Healthcare (Commonwealth Union) – Researchers at the Eli and Edythe Broad Center of Regenerative Medicine and Stem Cell Research at UCLA have uncovered crucial metabolic processes that enable squamous cell skin cancers to evade treatment, shedding light on new strategies to halt cancer progression.
The study, that appeared in Science Advances, emphasizes the importance of developing combination therapies that target multiple metabolic pathways at once. This strategy has the potential to improve treatment outcomes not only for squamous cell skin cancer, which arises from surface skin cells, but also for various other cancers with similar metabolic characteristics.

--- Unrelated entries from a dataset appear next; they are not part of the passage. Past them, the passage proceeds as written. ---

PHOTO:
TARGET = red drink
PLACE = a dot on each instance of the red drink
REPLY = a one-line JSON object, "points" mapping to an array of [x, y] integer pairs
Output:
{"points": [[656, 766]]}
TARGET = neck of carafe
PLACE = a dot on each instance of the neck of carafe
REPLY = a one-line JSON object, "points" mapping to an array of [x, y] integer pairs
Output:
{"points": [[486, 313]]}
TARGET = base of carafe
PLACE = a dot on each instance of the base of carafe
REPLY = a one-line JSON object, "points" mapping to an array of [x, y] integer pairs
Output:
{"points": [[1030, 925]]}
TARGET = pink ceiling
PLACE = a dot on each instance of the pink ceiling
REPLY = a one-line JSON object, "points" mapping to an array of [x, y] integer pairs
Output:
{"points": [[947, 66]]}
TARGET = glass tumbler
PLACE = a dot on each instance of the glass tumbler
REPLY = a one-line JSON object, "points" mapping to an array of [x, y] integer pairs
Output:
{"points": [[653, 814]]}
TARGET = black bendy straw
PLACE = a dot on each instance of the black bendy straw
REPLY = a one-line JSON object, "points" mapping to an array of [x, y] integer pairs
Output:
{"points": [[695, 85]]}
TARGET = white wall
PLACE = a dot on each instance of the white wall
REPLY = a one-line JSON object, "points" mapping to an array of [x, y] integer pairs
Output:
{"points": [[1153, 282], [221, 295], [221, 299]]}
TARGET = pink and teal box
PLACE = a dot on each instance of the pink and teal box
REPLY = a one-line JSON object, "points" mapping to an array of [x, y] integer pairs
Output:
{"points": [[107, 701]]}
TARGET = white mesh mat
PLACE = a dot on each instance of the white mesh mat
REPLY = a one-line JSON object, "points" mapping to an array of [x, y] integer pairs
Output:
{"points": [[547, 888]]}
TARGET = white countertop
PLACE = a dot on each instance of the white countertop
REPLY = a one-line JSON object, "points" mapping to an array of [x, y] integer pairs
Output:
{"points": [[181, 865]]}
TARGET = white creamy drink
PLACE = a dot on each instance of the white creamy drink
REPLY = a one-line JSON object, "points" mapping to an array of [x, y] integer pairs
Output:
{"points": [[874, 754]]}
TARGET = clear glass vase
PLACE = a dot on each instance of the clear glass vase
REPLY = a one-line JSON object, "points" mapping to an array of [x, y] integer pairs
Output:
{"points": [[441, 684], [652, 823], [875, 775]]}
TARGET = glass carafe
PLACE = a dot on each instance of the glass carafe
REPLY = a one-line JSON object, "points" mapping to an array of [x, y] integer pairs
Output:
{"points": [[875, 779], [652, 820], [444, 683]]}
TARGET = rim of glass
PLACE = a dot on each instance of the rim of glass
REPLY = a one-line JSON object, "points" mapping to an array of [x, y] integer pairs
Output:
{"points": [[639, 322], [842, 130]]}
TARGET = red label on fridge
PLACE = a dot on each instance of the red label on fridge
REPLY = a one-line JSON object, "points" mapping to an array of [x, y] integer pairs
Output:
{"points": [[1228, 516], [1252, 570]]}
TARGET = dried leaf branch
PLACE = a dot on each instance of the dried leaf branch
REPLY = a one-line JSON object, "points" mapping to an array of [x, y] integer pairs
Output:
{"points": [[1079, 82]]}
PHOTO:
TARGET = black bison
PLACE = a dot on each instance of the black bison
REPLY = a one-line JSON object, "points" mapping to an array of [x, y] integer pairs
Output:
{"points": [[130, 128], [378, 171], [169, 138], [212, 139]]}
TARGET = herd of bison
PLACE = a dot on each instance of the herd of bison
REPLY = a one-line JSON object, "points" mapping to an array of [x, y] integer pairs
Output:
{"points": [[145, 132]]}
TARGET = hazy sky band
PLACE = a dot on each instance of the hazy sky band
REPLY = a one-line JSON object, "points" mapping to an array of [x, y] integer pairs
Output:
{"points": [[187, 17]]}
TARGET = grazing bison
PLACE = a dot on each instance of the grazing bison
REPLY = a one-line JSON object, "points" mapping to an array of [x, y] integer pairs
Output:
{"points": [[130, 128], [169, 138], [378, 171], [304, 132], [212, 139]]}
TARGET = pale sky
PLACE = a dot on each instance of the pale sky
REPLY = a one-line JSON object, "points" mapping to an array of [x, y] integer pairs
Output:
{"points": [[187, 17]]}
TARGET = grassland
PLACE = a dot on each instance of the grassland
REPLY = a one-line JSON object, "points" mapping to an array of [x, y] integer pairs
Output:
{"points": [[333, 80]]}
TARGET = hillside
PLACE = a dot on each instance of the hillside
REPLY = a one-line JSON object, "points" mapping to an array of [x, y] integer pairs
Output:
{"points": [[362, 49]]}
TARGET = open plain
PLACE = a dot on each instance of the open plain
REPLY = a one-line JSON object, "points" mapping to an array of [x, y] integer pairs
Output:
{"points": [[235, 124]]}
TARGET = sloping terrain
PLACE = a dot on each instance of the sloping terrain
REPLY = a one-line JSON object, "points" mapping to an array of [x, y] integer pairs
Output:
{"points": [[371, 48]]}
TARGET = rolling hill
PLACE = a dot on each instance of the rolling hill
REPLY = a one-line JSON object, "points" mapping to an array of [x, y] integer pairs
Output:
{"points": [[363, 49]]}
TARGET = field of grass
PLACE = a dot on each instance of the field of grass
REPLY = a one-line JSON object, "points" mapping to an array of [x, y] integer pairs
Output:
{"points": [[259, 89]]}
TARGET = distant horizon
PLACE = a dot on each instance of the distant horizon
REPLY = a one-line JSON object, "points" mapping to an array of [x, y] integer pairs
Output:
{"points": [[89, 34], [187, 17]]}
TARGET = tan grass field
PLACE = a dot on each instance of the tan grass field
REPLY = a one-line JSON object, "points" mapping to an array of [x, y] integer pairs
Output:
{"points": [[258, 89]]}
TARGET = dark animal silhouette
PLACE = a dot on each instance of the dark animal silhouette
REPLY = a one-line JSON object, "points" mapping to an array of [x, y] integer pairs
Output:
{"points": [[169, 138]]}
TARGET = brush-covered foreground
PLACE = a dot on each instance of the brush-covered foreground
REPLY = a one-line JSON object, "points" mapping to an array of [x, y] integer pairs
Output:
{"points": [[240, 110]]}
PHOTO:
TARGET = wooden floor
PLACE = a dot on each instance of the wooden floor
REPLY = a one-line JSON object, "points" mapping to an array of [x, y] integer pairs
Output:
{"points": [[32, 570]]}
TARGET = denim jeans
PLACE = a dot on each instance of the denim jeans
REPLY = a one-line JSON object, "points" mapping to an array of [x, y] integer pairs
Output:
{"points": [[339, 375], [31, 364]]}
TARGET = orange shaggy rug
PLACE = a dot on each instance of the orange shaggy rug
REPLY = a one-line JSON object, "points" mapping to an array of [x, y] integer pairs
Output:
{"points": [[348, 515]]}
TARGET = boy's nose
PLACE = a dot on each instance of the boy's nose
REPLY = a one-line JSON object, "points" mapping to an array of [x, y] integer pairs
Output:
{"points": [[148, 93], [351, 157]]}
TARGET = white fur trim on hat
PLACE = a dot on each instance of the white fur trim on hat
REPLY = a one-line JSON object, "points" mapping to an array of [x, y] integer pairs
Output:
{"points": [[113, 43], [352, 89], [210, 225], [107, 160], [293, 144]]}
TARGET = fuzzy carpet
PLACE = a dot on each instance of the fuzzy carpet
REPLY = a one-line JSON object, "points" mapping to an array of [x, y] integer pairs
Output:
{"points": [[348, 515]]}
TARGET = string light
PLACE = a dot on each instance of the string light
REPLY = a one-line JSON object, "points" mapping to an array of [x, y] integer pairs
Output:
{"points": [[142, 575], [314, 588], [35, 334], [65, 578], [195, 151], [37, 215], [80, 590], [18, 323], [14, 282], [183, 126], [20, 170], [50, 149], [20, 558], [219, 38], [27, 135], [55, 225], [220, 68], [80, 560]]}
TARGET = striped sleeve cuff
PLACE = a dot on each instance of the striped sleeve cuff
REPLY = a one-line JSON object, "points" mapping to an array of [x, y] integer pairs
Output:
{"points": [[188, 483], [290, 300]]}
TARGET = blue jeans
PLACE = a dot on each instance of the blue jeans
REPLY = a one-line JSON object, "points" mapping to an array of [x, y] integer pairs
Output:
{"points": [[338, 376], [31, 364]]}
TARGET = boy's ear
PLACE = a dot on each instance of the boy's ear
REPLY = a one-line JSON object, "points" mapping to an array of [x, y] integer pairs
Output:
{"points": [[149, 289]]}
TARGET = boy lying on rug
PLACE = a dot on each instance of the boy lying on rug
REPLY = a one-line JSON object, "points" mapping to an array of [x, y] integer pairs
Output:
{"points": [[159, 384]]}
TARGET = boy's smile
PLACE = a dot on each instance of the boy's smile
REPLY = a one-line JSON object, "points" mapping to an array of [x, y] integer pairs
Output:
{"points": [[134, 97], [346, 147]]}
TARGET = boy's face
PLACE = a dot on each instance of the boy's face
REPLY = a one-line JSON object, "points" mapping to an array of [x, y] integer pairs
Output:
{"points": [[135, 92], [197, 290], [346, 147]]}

The research was headed by William Lowry, a professor of molecular, cell, and developmental biology at UCLA.
Lowry and his team have previously challenged a longstanding concept in cancer metabolism, known as the Warburg effect, which proposed that cancer cells mainly rely on glucose for energy. Their findings revealed that squamous cell skin cancer cells are metabolically adaptable: when deprived of glucose, they can switch to using the amino acid glutamine as an alternative energy source.
Professor Thomas Seyfried has also reveled similar findings in research where he has proposed effective methods to target cancer cells by targeting both glucose and glutamine. Professor Seyfried has indicated that much of the formation of cancer cells originate in the mitochondrial dysfunction within the cell.
“Our data suggest that the reason previous clinical efforts to target cancer metabolism have failed is that they focused on just one pathway at a time,” said Lowry, associate director of education and technology transfer at the UCLA Broad Stem Cell Research Center. “In a living organism, there are multiple nutrients available that tumors can use to fuel their growth, making single-pathway interventions insufficient.”
Building on this research, Carlos Galván, a graduate student in Lowry’s lab and lead author of the new study, has been exploring the extent of this metabolic flexibility and whether it can be limited. Using mouse models, he genetically blocked the pathway that allows glutamine to fuel hair follicle stem cells—a known origin point for squamous cell skin cancer—and studied its impact on tumor growth. However, just like in earlier experiments, the tumors adapted by switching to another nutrient source.
Galván, who is also part of the UCLA Broad Stem Cell Research Center Training Program indicated that it is like playing whack-a-mole. He further pointed out that when you block one metabolic pathway, the cancer cells are adaptable enough to find another nutrient to sustain their growth.
The researchers then employed a “double hammer” approach: blocking both glucose and glutamine metabolic pathways by deleting the transporters responsible for enzyme uptake. This dual-target method was successful in preventing tumor growth in the mouse models.
Galván also sought to uncover how cancer cells manage to rewire their metabolism to keep growing when one nutrient supply is cut off. Surprisingly, he discovered that this flexibility wasn’t due to a transcriptional response, as previously thought, but instead resulted from a rapid redistribution of transporter proteins to the cell membrane, enabling the cells to absorb alternative nutrients.
The research team is now focusing on replicating their genetic discoveries with the application of pharmacological inhibitors to block the specific enzymes driving these metabolic pathways. Their goal is to translate this therapeutic strategy to patients by identifying and testing the optimal combination of drugs that can produce the same results as the genetic interventions.
Further complicating their efforts, the team is also aiming to develop a topical treatment that could be applied directly to the skin. This method has a distinct advantage: it allows for precise targeting of the tumor site, which could reduce the side effects typically associated with oral medications.